Compromissos de financiamento e capacidade da Meta
| Operação | Escala | Período | Situação |
|---|---|---|---|
| Dívida captada | $62B; cerca de 50% captados em 2025 | Desde 2022 | Confirmada |
| Dívida de centros de dados de IA transferida para sociedades de propósito específico | $30B | Não especificado | Confirmada |
| Locação de capacidade computacional proposta entre Meta e Anthropic | ~$10B ao longo de dois anos | Noticiada pela primeira vez em 2026-07-18 | Rumor |
Perguntas frequentes
O que diferencia um contrato de capacidade para IA dos gastos comuns com nuvem?
Em vez de pagar principalmente pelo uso atual, o comprador assume antecipadamente um compromisso com prazo definido e disponibilidade futura. Essa demanda contratada pode viabilizar o financiamento dos equipamentos, do centro de dados, das obras e da conexão à rede elétrica.
Por que concorrentes no mercado de IA alugariam capacidade computacional uns dos outros?
A infraestrutura disponível de uma rival pode resolver uma limitação imediata de entrega mais rapidamente do que um centro construído internamente. A transação coordena o acesso à infraestrutura sem exigir alinhamento em modelos, produtos ou estratégia.
Um mercado de capacidade transforma a computação de IA em mercadoria padronizada?
Ainda não. Referências horárias de preços de GPUs e contratos futuros podem ajudar a administrar a exposição ao custo de locação, mas não padronizam diferenças de localização, configuração, data de energização ou ambiente do fornecedor.
Qual é o maior risco em um contrato de longo prazo para um centro de dados de IA?
O principal risco é a capacidade utilizável chegar atrasada ou não chegar por causa de atrasos na construção, nos equipamentos ou na conexão à rede elétrica. Uma GPU ou um megawatt contratado não atende nenhuma carga de trabalho até que toda a infraestrutura energizada esteja em operação.

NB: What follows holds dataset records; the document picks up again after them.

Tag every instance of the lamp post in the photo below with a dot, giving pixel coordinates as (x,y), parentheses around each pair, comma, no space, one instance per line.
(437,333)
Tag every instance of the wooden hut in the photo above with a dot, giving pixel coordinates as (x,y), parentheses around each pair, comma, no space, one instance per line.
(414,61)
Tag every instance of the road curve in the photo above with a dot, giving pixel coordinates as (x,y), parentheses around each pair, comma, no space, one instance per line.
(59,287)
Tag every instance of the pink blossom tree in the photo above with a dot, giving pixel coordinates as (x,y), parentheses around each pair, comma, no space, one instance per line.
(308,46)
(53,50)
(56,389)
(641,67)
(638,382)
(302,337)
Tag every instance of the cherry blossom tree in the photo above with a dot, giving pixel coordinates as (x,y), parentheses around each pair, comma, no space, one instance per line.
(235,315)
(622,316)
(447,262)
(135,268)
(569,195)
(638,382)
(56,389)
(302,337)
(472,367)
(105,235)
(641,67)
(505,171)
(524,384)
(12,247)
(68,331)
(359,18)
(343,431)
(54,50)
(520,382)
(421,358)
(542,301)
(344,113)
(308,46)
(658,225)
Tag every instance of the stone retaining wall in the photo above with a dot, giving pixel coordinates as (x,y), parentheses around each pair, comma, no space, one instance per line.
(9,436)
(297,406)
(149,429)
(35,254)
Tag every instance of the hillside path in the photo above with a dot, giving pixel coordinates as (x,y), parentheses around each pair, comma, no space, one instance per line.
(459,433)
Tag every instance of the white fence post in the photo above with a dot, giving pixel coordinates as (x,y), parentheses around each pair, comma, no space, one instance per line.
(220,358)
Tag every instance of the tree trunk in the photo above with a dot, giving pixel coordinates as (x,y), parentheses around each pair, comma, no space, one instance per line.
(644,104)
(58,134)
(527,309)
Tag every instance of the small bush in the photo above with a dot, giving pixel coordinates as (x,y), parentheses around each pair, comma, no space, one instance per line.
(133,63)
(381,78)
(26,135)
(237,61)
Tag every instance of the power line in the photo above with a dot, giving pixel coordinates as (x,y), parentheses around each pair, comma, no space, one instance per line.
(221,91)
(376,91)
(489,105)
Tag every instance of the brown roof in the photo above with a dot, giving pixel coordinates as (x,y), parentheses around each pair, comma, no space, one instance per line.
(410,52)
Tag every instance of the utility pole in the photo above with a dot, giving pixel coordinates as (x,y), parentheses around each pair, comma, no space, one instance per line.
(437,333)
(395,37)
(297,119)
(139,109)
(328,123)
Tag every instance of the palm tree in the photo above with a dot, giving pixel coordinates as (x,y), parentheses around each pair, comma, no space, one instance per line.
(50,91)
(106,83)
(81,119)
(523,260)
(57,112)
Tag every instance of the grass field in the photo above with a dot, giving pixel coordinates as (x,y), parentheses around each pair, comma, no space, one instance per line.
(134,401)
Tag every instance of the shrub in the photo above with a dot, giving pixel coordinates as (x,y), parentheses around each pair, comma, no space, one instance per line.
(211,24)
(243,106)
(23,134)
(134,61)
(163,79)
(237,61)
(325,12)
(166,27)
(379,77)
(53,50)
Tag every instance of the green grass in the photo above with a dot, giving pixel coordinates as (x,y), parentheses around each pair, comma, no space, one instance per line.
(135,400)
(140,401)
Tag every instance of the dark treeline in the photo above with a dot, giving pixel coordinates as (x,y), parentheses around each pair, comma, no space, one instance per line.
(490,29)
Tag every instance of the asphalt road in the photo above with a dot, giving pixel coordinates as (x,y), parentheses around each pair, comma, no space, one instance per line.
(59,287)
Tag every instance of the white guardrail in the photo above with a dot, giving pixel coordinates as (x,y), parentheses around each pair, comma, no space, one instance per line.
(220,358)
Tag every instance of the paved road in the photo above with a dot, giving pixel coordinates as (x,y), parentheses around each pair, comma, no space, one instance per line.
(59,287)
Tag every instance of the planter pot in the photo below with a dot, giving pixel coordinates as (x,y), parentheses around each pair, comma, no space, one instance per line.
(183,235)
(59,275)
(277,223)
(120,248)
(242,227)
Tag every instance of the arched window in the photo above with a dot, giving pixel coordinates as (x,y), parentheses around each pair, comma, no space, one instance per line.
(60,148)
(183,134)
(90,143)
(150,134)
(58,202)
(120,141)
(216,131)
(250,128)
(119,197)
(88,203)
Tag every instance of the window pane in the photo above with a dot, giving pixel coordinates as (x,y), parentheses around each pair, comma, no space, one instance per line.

Locações externas substituirão os centros de dados próprios das gigantes de nuvem?
Não. Equipamentos próprios, provedores especializados, locações, sociedades de projeto e contratos de energia provavelmente coexistirão, com capacidade externa sendo utilizada quando os sistemas internos não conseguirem atender à localização, escala, configuração ou prazo exigidos.